La plainte est expression d’une douleur ou d’une insatisfaction. Elle est une tentative pour chercher à l’extérieur des ressources face aux difficultés. Certes, cette tentative n’est pas toujours couronnée de succès et aboutit parfois à l’exaspération de notre entourage. Mais ceci ne doit pas occulter le mouvement inhérent à la plainte; c’est d’ailleurs elle qui, bien souvent, amène les personnes à accepter de se faire accompagner, que ce soit en coaching ou en thérapie, mais aussi finalement dans toute forme de soutien telle que la formation, le conseil…
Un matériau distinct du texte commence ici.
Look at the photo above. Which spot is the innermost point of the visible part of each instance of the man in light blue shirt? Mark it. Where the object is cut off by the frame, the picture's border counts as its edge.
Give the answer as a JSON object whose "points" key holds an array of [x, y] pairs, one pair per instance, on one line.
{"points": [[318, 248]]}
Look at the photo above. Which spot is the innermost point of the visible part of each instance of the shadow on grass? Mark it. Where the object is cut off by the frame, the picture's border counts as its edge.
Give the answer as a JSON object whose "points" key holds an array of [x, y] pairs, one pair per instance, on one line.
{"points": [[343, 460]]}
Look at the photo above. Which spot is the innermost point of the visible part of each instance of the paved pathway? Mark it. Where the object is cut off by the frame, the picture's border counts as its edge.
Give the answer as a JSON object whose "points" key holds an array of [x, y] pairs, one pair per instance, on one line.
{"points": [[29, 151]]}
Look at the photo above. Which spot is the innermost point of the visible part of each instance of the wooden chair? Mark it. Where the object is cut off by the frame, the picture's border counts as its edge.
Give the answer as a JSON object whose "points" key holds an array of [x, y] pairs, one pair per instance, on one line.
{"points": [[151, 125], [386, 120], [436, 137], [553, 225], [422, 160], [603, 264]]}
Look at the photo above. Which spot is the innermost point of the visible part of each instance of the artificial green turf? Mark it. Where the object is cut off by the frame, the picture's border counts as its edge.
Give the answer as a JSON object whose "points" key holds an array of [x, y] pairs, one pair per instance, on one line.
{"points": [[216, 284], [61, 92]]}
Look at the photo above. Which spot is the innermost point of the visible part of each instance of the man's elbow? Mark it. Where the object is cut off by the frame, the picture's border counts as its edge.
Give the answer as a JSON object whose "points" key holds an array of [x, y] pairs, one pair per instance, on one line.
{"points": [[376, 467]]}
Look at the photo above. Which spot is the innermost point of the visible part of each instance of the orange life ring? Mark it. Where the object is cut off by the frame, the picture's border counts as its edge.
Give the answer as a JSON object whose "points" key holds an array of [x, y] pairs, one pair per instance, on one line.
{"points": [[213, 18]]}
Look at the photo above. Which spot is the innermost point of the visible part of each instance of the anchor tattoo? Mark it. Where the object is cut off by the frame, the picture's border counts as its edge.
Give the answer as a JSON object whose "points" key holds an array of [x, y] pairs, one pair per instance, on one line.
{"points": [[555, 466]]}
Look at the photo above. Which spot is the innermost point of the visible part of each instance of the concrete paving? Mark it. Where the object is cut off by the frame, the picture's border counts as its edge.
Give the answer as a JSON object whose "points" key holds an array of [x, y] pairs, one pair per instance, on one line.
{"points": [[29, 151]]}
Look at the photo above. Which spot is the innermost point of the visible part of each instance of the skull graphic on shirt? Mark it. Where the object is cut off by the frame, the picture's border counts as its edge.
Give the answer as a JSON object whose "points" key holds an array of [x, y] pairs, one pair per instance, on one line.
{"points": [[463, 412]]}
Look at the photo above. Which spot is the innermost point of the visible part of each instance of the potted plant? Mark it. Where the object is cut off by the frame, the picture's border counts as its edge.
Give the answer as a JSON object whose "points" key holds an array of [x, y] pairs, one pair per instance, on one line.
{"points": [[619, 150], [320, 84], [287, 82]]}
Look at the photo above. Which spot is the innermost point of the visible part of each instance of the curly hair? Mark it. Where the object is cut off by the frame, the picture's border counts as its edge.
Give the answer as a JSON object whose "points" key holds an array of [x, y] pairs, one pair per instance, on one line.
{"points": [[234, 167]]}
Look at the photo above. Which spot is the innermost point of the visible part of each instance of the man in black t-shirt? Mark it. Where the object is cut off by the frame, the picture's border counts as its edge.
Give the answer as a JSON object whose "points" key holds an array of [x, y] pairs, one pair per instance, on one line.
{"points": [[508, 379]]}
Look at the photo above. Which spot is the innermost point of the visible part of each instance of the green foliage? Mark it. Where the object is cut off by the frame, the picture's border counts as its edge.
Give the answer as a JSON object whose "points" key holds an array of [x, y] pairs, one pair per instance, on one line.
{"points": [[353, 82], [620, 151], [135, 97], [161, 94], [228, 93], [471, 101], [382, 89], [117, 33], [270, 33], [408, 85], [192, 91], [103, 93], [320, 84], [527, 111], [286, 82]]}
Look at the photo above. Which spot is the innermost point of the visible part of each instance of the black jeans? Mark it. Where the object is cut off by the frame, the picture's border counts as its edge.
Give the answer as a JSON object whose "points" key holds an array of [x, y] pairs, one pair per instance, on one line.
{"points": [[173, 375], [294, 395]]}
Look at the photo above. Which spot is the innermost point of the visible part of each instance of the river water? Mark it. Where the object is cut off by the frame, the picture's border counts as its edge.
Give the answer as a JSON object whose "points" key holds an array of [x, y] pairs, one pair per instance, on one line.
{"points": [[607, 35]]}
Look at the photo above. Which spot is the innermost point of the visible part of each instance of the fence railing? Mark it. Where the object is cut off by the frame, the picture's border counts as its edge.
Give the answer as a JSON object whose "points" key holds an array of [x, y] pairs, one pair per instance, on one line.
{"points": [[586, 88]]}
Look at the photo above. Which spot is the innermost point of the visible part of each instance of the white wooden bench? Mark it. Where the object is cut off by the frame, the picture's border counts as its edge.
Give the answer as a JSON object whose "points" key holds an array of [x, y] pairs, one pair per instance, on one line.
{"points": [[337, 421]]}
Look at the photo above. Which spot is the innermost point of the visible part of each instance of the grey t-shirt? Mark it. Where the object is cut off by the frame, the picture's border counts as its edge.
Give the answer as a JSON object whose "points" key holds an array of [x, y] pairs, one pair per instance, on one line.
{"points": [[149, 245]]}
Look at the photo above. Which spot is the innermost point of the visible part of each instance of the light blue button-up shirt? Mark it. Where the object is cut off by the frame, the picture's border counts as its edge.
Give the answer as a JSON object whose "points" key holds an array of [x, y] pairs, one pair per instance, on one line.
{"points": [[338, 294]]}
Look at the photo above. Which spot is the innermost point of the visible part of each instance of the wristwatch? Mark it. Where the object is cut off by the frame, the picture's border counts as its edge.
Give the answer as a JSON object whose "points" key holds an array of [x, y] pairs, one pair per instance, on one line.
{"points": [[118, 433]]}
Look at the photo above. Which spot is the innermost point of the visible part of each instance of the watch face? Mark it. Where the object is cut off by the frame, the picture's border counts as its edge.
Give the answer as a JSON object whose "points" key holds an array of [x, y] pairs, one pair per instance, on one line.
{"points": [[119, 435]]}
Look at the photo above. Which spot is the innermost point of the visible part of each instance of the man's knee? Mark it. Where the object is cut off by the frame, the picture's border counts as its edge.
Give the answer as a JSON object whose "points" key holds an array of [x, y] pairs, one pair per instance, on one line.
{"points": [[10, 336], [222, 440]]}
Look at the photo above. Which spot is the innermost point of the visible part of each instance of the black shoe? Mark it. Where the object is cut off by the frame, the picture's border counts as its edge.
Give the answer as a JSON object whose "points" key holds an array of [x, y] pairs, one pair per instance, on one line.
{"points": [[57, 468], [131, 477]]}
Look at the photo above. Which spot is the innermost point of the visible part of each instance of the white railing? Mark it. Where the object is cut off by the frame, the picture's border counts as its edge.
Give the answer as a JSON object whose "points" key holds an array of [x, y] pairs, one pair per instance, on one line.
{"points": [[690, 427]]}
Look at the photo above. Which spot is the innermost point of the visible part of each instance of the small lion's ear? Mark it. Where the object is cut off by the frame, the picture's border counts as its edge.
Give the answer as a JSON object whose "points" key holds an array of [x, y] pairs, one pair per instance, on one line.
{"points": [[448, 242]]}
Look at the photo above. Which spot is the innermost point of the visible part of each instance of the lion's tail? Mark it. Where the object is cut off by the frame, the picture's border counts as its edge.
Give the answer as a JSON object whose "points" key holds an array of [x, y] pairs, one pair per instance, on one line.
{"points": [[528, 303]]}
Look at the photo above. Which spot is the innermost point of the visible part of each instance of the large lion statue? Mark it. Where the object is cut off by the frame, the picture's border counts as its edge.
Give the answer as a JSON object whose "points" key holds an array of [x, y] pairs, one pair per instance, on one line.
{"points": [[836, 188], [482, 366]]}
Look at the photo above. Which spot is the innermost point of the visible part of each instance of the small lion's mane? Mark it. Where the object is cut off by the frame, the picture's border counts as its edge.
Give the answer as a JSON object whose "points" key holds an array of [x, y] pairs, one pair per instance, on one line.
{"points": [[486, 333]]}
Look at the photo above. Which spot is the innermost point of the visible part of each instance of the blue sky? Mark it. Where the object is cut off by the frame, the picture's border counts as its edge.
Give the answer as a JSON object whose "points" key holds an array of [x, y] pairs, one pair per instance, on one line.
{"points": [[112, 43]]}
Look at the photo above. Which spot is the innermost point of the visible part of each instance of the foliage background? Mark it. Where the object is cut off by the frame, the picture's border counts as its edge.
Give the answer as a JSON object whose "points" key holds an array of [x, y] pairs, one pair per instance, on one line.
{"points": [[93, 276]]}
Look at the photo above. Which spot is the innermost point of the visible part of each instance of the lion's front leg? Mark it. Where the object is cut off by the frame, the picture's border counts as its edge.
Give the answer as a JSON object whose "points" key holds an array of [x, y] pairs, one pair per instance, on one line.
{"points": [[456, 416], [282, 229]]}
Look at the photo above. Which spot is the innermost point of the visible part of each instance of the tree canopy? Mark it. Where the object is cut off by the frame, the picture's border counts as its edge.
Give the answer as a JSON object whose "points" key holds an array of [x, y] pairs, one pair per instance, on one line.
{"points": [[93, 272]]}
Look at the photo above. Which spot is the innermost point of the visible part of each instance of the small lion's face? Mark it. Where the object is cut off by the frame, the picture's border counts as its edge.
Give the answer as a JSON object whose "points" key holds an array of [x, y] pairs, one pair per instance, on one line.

De fait, dans mon métier, quand le client arrive, c’est d’abord une plainte que j’entends. Et, entendons-nous bien, une plainte n’est pas nécessairement un gémissement; elle peut prendre d’autres formes comme la colère, l’impuissance; elle peut être débridée ou raisonnée, manifeste ou latente. C’est d’abord une plainte et je l’accueille avec bénédiction car, sans elle, la personne ne serait pas en face de moi, n’aurait pas fait la démarche d’un coaching. Car la douleur ne suffit pas à conduire les personnes hors de leur cercle habituel. Il faut un mouvement d’expression, au sens littéral de faire sortir, et ce mouvement s’appelle la plainte.

La plainte comme frein

Il apparaît clairement de ce que j’écris ci-dessus, que la plainte est un moyen. Malheureusement, nous pouvons nous laisser bercer par notre propre plainte et risquer ainsi de nous y enfermer. Car nous faisons l’expérience, bien souvent, que la plainte nous rend intéressant. Elle attire l’attention de notre entourage, provoque la compassion, mobilise des énergies autour de nous. Certes, si nous tirons sur la corde, ces amis si bienveillants vont se lasser et nous renvoyer de moins en moins de signaux positifs.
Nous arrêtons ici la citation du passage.